Should this work?

Andrei Alexandrescu SeeWebsiteForEmail at erdani.org
Sat Jan 25 18:20:17 PST 2014


On 1/25/14 6:07 PM, Manu wrote:
> On 25 January 2014 20:15, Peter Alexander <peter.alexander.au at gmail.com
> <mailto:peter.alexander.au at gmail.com>> wrote:
>     If this works:
>
>          contains("hello", "el");
>
>     then this should work:
>
>          contains([1, 2, 3, 4, 5], [2, 3]);
>
>     Special cases are pure evil. There's nothing special about strings
>     in this case.
>
>
> Does that work in all cases of strings wrt utf encodings?

Yes.

> String normalisation?

Not automatically, but you could do things such as 
find(haystack.byGrapheme, needle.byGrapheme).

> What about when char and wchar strings are compared?

Yes.

> (should that should be handled transparently?)

It is.

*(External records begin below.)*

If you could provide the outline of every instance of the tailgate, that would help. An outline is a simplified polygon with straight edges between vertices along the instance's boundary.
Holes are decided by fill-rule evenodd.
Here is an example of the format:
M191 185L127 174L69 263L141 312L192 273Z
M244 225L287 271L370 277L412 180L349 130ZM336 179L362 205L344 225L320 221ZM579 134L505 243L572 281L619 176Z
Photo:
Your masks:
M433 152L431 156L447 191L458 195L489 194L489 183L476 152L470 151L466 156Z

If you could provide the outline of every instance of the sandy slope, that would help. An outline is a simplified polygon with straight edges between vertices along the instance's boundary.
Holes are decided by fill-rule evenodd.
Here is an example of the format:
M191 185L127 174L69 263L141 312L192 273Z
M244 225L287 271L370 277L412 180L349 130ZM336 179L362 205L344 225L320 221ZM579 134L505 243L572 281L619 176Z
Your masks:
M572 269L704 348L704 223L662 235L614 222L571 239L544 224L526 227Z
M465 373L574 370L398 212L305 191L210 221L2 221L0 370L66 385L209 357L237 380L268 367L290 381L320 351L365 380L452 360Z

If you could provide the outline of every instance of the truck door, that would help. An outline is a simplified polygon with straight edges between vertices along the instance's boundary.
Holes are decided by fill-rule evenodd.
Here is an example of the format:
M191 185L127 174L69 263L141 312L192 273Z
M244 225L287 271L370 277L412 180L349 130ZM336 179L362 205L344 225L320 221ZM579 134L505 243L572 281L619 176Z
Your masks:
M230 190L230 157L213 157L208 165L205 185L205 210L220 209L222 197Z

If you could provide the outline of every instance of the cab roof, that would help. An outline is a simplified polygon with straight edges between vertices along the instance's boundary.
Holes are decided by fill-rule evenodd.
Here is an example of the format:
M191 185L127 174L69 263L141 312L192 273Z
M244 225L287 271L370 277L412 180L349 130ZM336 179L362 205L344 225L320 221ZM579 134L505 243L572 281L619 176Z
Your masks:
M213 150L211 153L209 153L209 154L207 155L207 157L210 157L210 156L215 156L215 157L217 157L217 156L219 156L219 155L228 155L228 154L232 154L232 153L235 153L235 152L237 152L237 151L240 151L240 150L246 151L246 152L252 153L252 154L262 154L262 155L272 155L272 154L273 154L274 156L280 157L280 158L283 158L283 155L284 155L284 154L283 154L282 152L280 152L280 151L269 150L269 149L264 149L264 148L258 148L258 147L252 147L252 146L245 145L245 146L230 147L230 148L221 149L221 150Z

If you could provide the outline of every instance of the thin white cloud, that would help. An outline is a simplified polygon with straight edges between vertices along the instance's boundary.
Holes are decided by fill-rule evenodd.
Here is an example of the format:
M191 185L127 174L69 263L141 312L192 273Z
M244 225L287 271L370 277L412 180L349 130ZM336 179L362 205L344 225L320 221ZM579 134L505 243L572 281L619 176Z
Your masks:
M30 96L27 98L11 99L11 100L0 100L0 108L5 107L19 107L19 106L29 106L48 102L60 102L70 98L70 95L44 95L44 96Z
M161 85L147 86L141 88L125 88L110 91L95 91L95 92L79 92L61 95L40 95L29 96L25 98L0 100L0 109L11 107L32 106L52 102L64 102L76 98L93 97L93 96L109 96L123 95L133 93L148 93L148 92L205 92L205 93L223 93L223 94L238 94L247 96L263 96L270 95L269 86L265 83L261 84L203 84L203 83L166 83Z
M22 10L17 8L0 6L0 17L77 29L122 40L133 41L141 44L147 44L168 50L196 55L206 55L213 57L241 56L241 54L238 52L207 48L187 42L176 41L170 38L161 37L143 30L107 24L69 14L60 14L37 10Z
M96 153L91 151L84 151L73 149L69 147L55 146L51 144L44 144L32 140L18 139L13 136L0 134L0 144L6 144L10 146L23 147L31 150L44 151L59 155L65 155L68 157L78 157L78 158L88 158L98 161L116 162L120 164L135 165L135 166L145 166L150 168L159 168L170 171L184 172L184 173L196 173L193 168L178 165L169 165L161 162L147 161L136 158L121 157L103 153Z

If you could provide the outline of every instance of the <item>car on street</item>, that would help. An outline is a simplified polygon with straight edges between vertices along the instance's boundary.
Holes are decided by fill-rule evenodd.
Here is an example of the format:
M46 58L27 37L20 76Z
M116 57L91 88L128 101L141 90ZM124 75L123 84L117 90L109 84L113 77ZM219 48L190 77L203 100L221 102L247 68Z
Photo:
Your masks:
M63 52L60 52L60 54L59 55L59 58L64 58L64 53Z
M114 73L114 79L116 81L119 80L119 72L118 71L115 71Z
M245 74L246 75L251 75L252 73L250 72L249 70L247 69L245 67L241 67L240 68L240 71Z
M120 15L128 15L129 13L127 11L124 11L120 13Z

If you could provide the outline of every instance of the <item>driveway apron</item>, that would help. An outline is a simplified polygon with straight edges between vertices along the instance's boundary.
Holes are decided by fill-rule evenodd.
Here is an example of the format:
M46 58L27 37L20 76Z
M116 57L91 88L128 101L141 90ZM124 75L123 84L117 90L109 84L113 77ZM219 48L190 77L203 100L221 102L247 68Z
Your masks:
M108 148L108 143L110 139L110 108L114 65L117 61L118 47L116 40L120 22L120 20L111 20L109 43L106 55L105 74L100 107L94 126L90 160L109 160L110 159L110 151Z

D's stdlib is one of very few languages that can do this out of 
the box without converting one to the other.

> Strings are special, they're almost always special, and rarely conflate
> with generalisations well.

There is considerable evidence that the above is wrong.

> Strings almost always exposes special cases that aren't useful or
> relevant for any other context.

The special cases I found almost always involve whitespace (there is no 
obvious generalization of the notion). Other than that, UTF strings are 
nothing else but boring variable-length encodings.